Ein entspannter Urlaub an einem weißen Strand neben türkisblauem Wasser klingt traumhaft – in der Karibik dürfte das in diesem Jahr allerdings schwierig werden. Zwar öffnen Jamaika, die Dominikanische Republik, die Bahamas, Barbados und Kuba im Juli wieder für den internationalen Tourismus, aber seitens Deutschlands gelten sie als Corona-Risikogebiete und noch bis zum 31. August besteht eine Reisewarnung.

Urlauber, die dennoch reisen, sitzen unter Umständen auf den Inseln fest, sollte es zu einem weiteren Lockdown kommen. Denn eine Rückholaktion wird es laut der Bundesregierung nicht mehr geben. Außerdem müssen sie nach ihrer Rückkehr entweder einen negativen Corona-Test vorweisen oder in eine 14-tägige Quarantäne

Für Überseeinseln in der Karibik kann es bei der Reisewarnung zu Ausnahmen kommen, da sie zu europäischen Ländern gehören. Bei welchen Inseln das derzeit der Fall ist, weiß der reisereporter.

Reisen nach Aruba, Bonaire und Curaçao möglich

Die niederländischen Überseegebiete Aruba, Bonaire, Curaçao, St. Maarten, Saba und St. Eustatius stehen seit dem 1. Juli für Touristen offen.

Eine Reisewarnung gibt es nicht: „Für die Überseegebiete gibt es zwar gesonderte Regelungen, da sie weder zur Europäischen Union noch zum Schengen-Gebiet gehören. Wenn aber auf unserer Website nicht ausdrücklich vor einer Reise gewarnt wird oder eine Einreise untersagt ist, besteht auch keine Reisewarnung“, sagte ein Sprecher des Auswärtigen Amts gegenüber dem reisereporter.

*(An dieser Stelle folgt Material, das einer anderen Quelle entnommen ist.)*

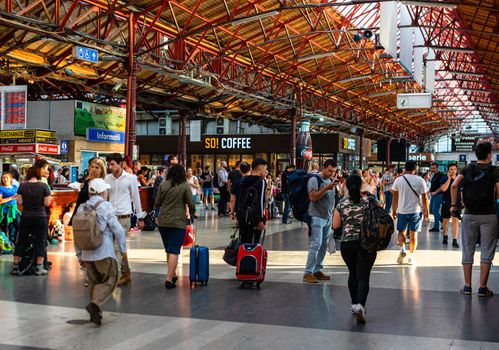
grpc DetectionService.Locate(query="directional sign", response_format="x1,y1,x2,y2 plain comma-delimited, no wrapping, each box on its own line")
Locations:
73,46,99,63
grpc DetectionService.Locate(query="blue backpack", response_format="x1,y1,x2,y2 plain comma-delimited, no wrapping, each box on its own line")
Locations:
288,170,323,224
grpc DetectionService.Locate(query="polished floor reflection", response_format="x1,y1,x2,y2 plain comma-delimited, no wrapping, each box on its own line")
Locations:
0,206,499,350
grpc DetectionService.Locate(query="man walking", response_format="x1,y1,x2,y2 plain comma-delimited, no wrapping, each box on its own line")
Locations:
236,158,267,244
281,165,296,224
430,163,446,232
218,160,229,216
303,159,338,283
104,153,145,286
392,160,429,265
451,142,499,297
381,165,395,214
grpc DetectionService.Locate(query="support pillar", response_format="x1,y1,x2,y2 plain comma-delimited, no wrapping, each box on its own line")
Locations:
125,13,137,158
289,108,296,165
386,137,393,167
178,111,187,166
359,130,364,169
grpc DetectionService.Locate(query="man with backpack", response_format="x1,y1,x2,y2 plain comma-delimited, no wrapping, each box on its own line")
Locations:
303,159,339,283
73,178,126,326
430,163,447,232
104,153,146,286
391,160,429,265
237,158,267,244
451,142,499,297
281,165,296,224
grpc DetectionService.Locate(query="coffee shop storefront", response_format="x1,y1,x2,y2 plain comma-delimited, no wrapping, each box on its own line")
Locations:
137,134,352,175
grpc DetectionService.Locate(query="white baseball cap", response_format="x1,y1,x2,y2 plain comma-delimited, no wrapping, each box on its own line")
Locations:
88,179,111,194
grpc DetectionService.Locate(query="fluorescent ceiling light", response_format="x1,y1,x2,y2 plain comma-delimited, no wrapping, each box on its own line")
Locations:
402,1,457,9
336,74,372,84
367,91,397,97
229,11,279,26
297,51,336,62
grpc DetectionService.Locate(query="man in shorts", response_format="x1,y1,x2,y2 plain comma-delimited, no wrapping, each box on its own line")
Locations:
391,160,429,265
451,142,499,297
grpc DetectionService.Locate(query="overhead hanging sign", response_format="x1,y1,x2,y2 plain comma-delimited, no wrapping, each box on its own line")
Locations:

Auch auf der Liste der Corona-Risikogebiete des Robert-Koch-Institutes (RKI) tauchen sie nicht auf, weshalb du bei deiner Rückkehr schlussfolgernd nicht in Quarantäne musst.

Wenn du also bei einem Reiseveranstalter ein Angebot findest, kannst du auf diesen Inseln recht ungehindert deinen Urlaub verbringen. KLM bietet beispielsweise Flüge auf die Inseln an. Allerdings gelten auch dort Corona-Regeln. 

Die französische Überseeinsel Martinique ist wieder für Touristen offen.

Das brauchst du für die Einreise auf Aruba, Curaçao und Bonaire

Vor der Einreise nach Aruba beispielsweise müssen Reisende bis 72 Stunden vor dem Abflug einen Corona-Test durchführen lassen und das Ergebnis in einem Reise-Antragsformular online hochladen. Abgefragt werden auch Daten des Reisepasses und Gesundheitsfragen. Wenn alles in Ordnung ist, bekommst du eine Bestätigungsmail, die beim Check-in die Reise ermöglicht.

Die gleiche Prozedur müssen Curaçao-Urlauber durchlaufen. Auch hier darf der Corona-Test nicht älter als 72 Stunden sein und muss in einem Formular bis 48 Stunden vor Abflug hochgeladen werden. Für die Insel Bonaire müssen Touristen lediglich eine Gesundheitserklärung ausfüllen. 

Frankreich: Martinique, St. Barths, St. Martin für Urlauber geöffnet

Auch Reisen auf die französischen Überseeinseln sind seit dem 10. Juli wieder ohne Quarantänemaßnahmen möglich – zugänglich waren die Inseln Martinique, Guadeloupe, St. Barths beziehungsweise Saint-Barthélemy und St. Martin aber bereits seit dem 22. Juni.

Wenn du jetzt hinfliegen willst, musst du bei deiner Ankunft einen negativen Covid-19-Test vorweisen, der nicht älter als 48 Stunden ist. Französisch-Polynesien öffnet ab dem 15. Juli für den internationalen Tourismus. Internationale Flüge nach Neukaledonien werden weiterhin bis zum 31. Juli ausgesetzt.

Ob auch die Reisewarnung entfällt, bleibt abzuwarten. Bisher galt die Reisewarnung aufgrund der geschlossenen Grenzen. „Für die Aktualisierungen weltweit brauchen wir etwas Zeit. Wir prüfen immer genau, ob eine Einreise tatsächlich möglich ist. Ist dies der Fall, könnte auch für diese Überseegebiete die Reisewarnung aufgehoben werden“, so das Auswärtige Amt auf reisereporter-Nachfrage.